Una vez adentro de la casa e instalados en el amplio comedor con leña ardiendo en el hogar, se presentaron formalmente:
-Me llamo Enrique González y mí señora María Juana de González -dijo el viejo
-Gusto en conocerlos, señor y señora González. Mi nombre es Rogelio Estrada, y realmente no sé como agradecerles esto –dijo Rogelio más por compromiso que por convicción.
-¡Oh, no es nada, amigo! Por el contrario, estamos muy poco acostumbrados a tener huéspedes, y cuando se nos brinda la oportunidad de ser serviciales, ofrecemos lo poco que tenemos. Pero cuénteme, señor Estrada: ¿a qué se dedica?
-Soy simplemente un empleado de un estudio jurídico. Vivo en la ciudad, y casualmente me dirigía a Monte Comán para asesorar a un cliente.
-Ya veo. Linda noche eligió para viajar
-Si. Lo que pasa es que quería culminar este trámite entes del fin semana, pues festejo un nuevo aniversario de casado y quería pasarlo junto con mi familia.
-La cena ya está lista -interrumpió la mujer.
-Por favor amigo, pase por aquí -exclamó el viejo
Al rato...
-...y como le decía, amigo. Íbamos a una reunión cuando nos sorprendió la tormenta. Somos muy creyentes, ¿sabe?, y una vez al mes nos juntarnos todos los habitantes de ésta zona en una casa diferente para alabar al señor que nos provee lo indispensable para sobrevivir.
La velada transcurrió en comentarios diversos alumbrados por la luz mortecina surgida de un candelabro. Una vez finalizada la misma, el viejo González guió al huésped a través de un húmedo pasillo hacia una de las habitaciones desocupadas.
-Bueno, ésta es amigo. No será lo que usted soñó, pero es preferible a tener que pasar la noche afuera -dijo el viejo con una sonrisa deformada por el efecto de las sombras que arrojaba la luz las velas.
-Está bien Sr. González, en realidad esto parece ser muy confortable
-Bueno, cualquier cosa que se le ofrezca, no dude en llamarme.
-No se preocupe. Gracias nuevamente y buenas noches.
-Buenas noches, amigo.
La habitación era amplia con piso y paredes de madera como toda la casa. Una alcoba de plaza y media ocupaba el centro con una mesita de luz a su derecha prolongando su cabecera. Dos viejas sillas de mimbre se hallaban en extremos opuestos, y un arruinado ropero se situaba justo al frente de la alcoba. La débil luz emitida por el candelabro de la habitación, dibujaba extrañas sombras en las paredes, sombras siniestras, sombras amenazantes.

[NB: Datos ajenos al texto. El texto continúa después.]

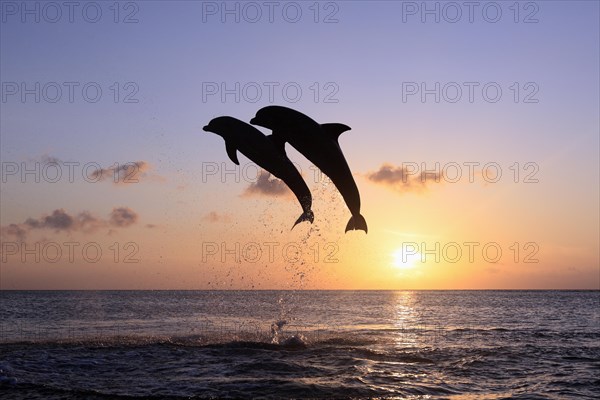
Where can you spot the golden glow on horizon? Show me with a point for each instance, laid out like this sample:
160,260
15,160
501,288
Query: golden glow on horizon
405,260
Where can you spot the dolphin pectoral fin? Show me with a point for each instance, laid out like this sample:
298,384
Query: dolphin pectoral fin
357,222
278,142
334,130
306,216
232,152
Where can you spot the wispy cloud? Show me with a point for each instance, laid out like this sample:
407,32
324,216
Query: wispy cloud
123,174
402,179
61,221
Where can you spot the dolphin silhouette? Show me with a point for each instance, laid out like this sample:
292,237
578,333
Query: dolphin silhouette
265,152
318,143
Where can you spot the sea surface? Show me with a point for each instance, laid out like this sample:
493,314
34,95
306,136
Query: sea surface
299,344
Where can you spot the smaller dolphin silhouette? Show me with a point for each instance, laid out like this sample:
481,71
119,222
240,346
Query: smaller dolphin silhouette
261,149
318,143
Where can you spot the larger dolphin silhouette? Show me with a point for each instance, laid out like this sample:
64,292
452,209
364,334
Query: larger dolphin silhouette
318,143
261,149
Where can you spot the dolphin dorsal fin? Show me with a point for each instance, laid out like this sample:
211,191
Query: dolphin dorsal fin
278,142
334,130
232,152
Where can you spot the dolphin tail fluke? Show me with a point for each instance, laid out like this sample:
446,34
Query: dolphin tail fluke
357,222
306,216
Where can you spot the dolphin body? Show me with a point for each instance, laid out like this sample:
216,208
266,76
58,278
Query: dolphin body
318,143
261,149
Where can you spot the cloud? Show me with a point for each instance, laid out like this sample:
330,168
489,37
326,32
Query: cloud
404,179
123,217
214,217
123,174
61,221
14,230
265,186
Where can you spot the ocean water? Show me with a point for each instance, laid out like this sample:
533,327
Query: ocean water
304,344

Rogelio se acostó sin sacarse la ropa. Si bien la velada se había desarrollado normalmente, cierta desconfianza se reflejaba en su rostro. Apagó las velas y quedó sumergido en cientos de pensamientos macabros. Las luces de los relámpagos iluminaban de cuando en cuando la habitación. Los párpados pesaban una enormidad. Rogelio hacía denodados esfuerzos por mantenerlos abiertos, y cuando estos se cerraban, se despertaba sobresaltado por algún trueno, mas el cansancio fue mayor que su miedo y quedó profundamente dormido. En ese sueño intranquilo, creyó ver en la intermitencia de luz que provocaban los relámpagos, las figuras recortadas de la pareja de anciano a los pies de la cama. ¿Sería un sueño, o sería real?
Despertó a consecuencia de un fuerte golpe, como si se hubiera caído de la cama. Todo estaba oscuro. Extrañamente escuchaba los truenos muy cercanos pero no divisaba luz alguna de los relámpagos. Intentó incorporarse, mas su sorpresa fue mayúscula cuando no pudo. Estaba como oprimido, apretujado, como si estuviera encerrado en algo muy estrecho.